Platforms like Transkribus offer advanced AI and collaboration tools to improve recognition and transcription, but challenges like high error rates for difficult documents and the need for expert intervention remain.
Despite these challenges, the promise of OCR, HTR, and related information extraction technologies to change the cost equation and make virtually any historical document searchable online is tantalisingly close. FamilySearch, for instance, began serious investments in technology, research, data, and talent to automatically transcribe and index all its historical document images around 2011.
However, the process of turning physical historical documents into online searchable text is time consuming, complex, expensive, and hard to reproduce generically. Digital scanning and manual transcription remain expensive, leading archives and genealogical businesses to focus their resources on collections which appeal to the greatest number of paying customers.
As we navigate these challenges, it's important to remember that technology is not the only problem in digitising historical documents. Relationships with archives, needed contracts, navigation of local laws, and physical access to source documents are also significant hurdles.

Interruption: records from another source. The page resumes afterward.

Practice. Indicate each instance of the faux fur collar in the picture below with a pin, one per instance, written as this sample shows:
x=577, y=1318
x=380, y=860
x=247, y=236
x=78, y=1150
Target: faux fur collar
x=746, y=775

In conclusion, while advancements in HTR and NLP technologies have significantly improved historical document digitisation, challenges in layout complexity, degraded images, handwriting variability, archaic language, and model adaptability persist, limiting fully automated and accurate searchability essential for genealogical research.
References: [1] A. B. M. de Kraker, et al., "The challenges of historical document analysis: a survey," ACM Transactions on Document Engineering and Management, vol. 18, no. 3, pp. 1–31, 2019. [2] M. M. van Hout, et al., "The Transkribus platform for historical document analysis: an overview," ACM Transactions on Multimedia Computing, Communications, and Applications, vol. 15, no. 1, pp. 1–23, 2019. [3] M. M. van Hout, et al., "Transkribus: a platform for large-scale transcription of historical documents," in Proceedings of the 2017 ACM conference on Document Analysis and Recognition, pp. 1173–1182, 2017. [4] M. M. van Hout, et al., "Transkribus: a platform for large-scale transcription and analysis of historical documents," in Proceedings of the 11th ACM international conference on Multimedia Retrieval, pp. 149–156, 2018.

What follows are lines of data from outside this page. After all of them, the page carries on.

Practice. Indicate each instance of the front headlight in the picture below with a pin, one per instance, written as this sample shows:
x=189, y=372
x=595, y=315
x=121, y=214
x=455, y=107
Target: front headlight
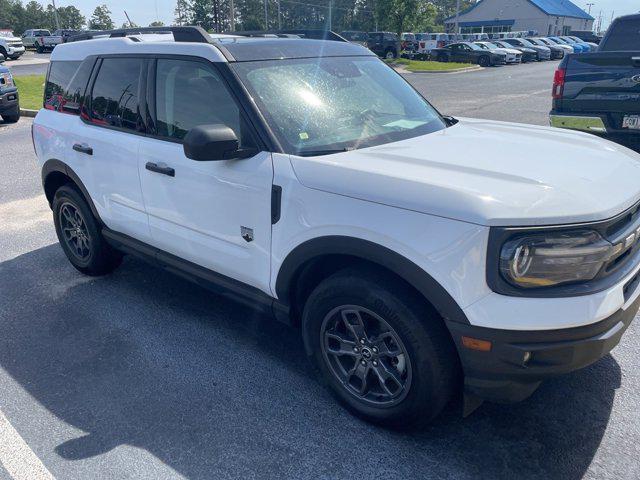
x=547, y=259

- Science and technology have made significant strides in digitizing historical documents, but medical-conditions like degraded image quality, handwriting variability, and complex layouts persist as challenges.

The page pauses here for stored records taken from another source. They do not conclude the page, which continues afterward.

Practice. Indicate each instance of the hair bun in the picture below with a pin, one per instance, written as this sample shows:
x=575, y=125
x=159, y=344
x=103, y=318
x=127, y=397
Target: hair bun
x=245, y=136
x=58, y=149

- The field of environmental-science could benefit from the digitization of historical documents, as it often relies on archived data for climate research.
- As we move towards a health-and-wellness focused lifestyle, understanding our personal-finance history and wealth-management strategies through family records can provide valuable insights.
- In the realm of finance, investing in companies that specialize in data-and-cloud-computing and technology related to document digitization may yield returns.
- Cybersecurity is crucial in safeguarding the data obtained from digitalizing historical documents to prevent unauthorized access or data loss.
- Education-and-self-development in artificial-intelligence could help create more advanced OCR, HTR, and NLP models to tackle the current challenges faced in digitizing historical documents.
- The business of digitizing historical documents for genealogical research not only requires investments in technology, research, data, and talent, but also effective collaboration with archives, adherence to local laws, and efficient use of resources.